MSU Researchers Discover Key Insights into Staph Bacteria’s Resilience

Researchers at Michigan State University (MSU) have unveiled critical insights into the resilience of Staphylococcus aureus, a bacterium notorious for causing serious infections, including the antibiotic-resistant strain known as MRSA (methicillin-resistant Staphylococcus aureus). This groundbreaking study could pave the way for innovative approaches in combating antibiotic resistance, a growing global health concern.

The findings, published in mBio in 2025, reveal that Staphylococcus aureus exhibits a remarkable level of metabolic redundancy. The research, led by recent PhD graduate Troy Burtchett from the Department of Microbiology, Genetics, & Immunology at MSU, indicates that this bacterium can survive even when critical enzymes are disrupted.

At the core of this investigation is a class of molecules known as isoprenoids, which play vital roles in bacterial survival, including functions related to respiration and cell wall synthesis. Traditionally, an enzyme called IspA was thought to be solely responsible for the production of short-chain isoprenoids, essential components of isoprenoids. However, when researchers generated mutants of Staphylococcus aureus lacking the gene encoding IspA, they were surprised to find that the bacteria continued to thrive.

Burtchett explained, “How can the cell tolerate that? That’s really what started this project off. It was really just a basic science investigation.” This unexpected resilience led the team to further explore alternative pathways within the bacterium.

In collaboration with Neal Hammer, an associate professor at MSU, Burtchett hypothesized that another enzyme, known as HepT, might be compensating for the absence of IspA. Their research confirmed that HepT participates in previously unrecognized pathways essential for the synthesis of molecules necessary for respiration. This discovery suggests that HepT could be producing the short-chain isoprenoids in the absence of IspA.

To test their hypothesis, Burtchett, Hammer, and doctoral student Jessica Lysne engineered a double mutant that lacked both the ispA and hepT genes. Surprisingly, the bacteria remained viable, indicating the potential presence of a third, unidentified enzyme that compensates for the loss of both IspA and HepT.

Burtchett noted, “One of the conclusions is that there is an incredible level of redundancy in isoprenoid synthesis in S. aureus. This has never been demonstrated before.” This redundancy may not be limited to Staphylococcus aureus; rather, it could be a widespread phenomenon among other bacterial species like E. coli and Pseudomonas.

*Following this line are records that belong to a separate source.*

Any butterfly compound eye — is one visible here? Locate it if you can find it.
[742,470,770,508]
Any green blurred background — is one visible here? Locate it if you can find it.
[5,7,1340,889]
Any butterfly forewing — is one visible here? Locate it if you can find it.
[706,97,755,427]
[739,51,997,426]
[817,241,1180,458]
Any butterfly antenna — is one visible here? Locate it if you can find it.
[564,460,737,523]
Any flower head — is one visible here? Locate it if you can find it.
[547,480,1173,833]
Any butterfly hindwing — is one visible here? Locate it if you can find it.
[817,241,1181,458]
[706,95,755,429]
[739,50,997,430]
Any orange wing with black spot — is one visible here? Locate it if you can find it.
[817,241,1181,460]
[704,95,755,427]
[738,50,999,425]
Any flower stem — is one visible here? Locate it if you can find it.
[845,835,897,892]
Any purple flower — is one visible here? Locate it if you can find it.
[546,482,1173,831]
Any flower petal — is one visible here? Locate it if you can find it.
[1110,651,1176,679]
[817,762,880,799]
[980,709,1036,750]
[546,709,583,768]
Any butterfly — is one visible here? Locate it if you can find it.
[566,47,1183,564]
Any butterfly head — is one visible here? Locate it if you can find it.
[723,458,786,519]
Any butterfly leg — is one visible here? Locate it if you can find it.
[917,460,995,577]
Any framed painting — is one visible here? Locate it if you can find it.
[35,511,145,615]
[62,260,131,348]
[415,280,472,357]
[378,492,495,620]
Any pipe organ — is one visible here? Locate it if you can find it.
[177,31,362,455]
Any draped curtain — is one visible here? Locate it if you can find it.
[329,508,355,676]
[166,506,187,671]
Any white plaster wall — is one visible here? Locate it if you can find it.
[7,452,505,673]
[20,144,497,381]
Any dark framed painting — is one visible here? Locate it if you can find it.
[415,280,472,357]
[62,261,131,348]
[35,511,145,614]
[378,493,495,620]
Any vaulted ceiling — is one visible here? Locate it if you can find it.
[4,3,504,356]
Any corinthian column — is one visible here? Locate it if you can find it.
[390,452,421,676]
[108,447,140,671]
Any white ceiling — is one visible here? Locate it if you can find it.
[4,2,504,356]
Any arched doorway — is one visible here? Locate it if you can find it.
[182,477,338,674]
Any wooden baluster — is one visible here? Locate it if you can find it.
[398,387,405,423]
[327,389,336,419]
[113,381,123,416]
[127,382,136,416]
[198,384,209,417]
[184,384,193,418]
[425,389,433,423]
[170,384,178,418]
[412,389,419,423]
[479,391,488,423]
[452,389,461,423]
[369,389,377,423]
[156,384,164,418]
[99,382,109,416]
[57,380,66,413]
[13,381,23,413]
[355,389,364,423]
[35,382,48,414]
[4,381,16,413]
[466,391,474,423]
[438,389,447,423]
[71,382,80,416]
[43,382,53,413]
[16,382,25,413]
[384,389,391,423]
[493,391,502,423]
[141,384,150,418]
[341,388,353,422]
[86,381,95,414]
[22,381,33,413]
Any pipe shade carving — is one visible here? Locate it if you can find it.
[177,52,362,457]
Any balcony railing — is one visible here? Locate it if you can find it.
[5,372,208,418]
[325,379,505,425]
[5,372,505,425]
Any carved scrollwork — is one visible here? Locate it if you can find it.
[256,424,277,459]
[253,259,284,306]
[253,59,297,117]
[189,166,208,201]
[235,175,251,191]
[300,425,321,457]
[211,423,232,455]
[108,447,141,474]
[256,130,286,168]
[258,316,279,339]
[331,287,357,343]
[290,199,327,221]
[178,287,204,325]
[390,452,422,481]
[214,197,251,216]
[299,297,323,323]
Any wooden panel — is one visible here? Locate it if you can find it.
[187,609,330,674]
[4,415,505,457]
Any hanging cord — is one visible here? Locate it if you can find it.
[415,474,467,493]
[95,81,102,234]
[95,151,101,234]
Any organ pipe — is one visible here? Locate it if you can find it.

The implications of this research are significant, particularly in the context of rising antibiotic resistance. As bacteria evolve to resist existing antibiotics, identifying new, previously untargeted metabolic pathways could lead to the development of novel drugs. Burtchett emphasized, “If it’s new, there’s probably not existing resistance to it. It might be more difficult to gain resistance to it, and you can get more use out of that antibiotic.”

Looking forward, the research team hopes their findings will inspire further inquiries into antibiotic development. Hammer stated, “Dr. Burtchett’s findings open exploration into several new areas of research, the most relevant being the identity of the third short-chain isoprenoid synthesis enzymes. Identifying this enzyme will provide new targets for therapeutic intervention.”

The study was supported by a grant from the National Institutes of Health (NIH), underscoring the importance of this research in addressing one of the most pressing challenges in modern medicine. As antibiotic resistance continues to threaten public health, the insights gained from this study may play a crucial role in developing effective treatments against resistant bacterial infections.